Two reports from Britain's Independent Catholic News and Fides indicate how difficult, even dangerous it has become to be a Christian in the Middle East and why the pope's call for reciprocity remains so important. The first story relates the increasingly precarious position of Christians in Iraq, where their numbers are dramatically diminished. The second story relates the outcome of a Mass and demonstration of another IDF seizure of Arab land on the West Bank. You will not read about such events in the mainstream media, so ICN and other nontraditional news outlets remain your best bet for evidence of the daily grind which is life under occupation and an Israeli regime intent on accelerating the "facts on the ground" policy of Palestinian displacement and encirclement (Here is Claudette Habesch of Caritas Jerusalem, describing the plight of Christians in Palestine):
Iraq: 'Mosul becoming a graveyard for Christians'
Fear and shock today are the dominant feeling among the Christians of Mosul, Fides was told by a Chaldean priest of the local church, requesting anonymity for security reasons.
The ferocity and horror of the "truly cold-blooded murders" of four Christians in the last four days seem to have left their mark on the community of believers. "It is an ethnic cleansing that goes on day after day, in silence and indifference. We are in deep distress as the authorities and the police do nothing to stop this massacre," he notes.
People feel a sense of desperation that forces many families to leave Iraq, to emigrate with the hope of saving their children: "Mosul has become a graveyard for Christians; it's terrible," the priest said.
The murders occurred in broad daylight: on February 14, Rayan Salem Elias, 43, a Chaldean store owner, was killed. The next day, Mounir Fatoukhi, another shop owner, 40, was stopped by unknown persons while he was in his car and shot dead. On February 16, two Christian Assyrians who were cousins - Ziya Toma, 21, and Ramsen Shmael, 22, both students, were hit in the centre of the city by bursts of gunfire. The first died instantly and the other is seriously injured, with little hope of survival. On February 17, Wissam George, a 20-year-old Christian, was shot to death in the neighborhood south of the city. "It's a trail of blood that knows no limits, and the murders take place with impunity. We are helpless victims. One reads the terror in the eyes of Christian families who are wondering: Who is going to be next?” our source said.
Some analysts say the violence is in some way related to the upcoming elections and the rise of extremism, but it seems clear that "some groups want to decimate the Christians in Mosul," according to some obscure political plan.
Archbishop Sleiman, the Latin Archbishop of Baghdad, issued a warning asking to "break the silence about Christian Iraqis," noting "a new exodus of faithful from the country, forced to flee the prevailing radicalism." Since 2008, there have been at least 40 targeted assassinations. In Mosul, there are over 18,000 Chaldean Catholics and about 40,000 Syrian Catholics. However, in the last two years at least 12,000 faithful have left the city and the Christian presence is thinning.
Israeli troops attack congregation at Sunday Mass
Israeli troops fired tear gas grenades yesterday, breaking up an open-air Mass about to begin at Beit Sahour, a Christian town near Bethlehem.

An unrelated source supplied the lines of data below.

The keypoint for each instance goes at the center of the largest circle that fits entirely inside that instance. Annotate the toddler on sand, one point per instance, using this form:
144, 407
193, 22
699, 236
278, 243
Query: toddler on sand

About 100 people, including elderly people and children, accompanied by some international supporters, had gathered on open land at the evacuated Israeli military base of Ush Ghrab east of the city for the service. Some people were holding banners demanding the halt of the recently renewed Israeli construction at the site, and called for the end of settlement activity around their homes. As the service began, seven military jeeps arrived and told the crowd to disperse, before they began throwing teargas grenades.
As teargas filled the air, the priest appealed to the solders to stop and led the congregation in prayers for peace.
Beit Sahour is one of the few remain Christian towns in the West Bank. Israel had built a military base at Ush Ghrab, but this was abandoned in April 2006. The Palestinians had transformed part of the site into a public park and were planning to build a children's hospital there when, in 2008, Israeli settlers announced plans to erect a settlement there called Shdema. Last week, the Israeli army came back started to bulldoze land and put in military installations. They have now announced the area as a closed military zone.
No injuries were reported. The priest and his congregation have appealed for Churches overseas to support them by writing to their their MPs and the Israeli government.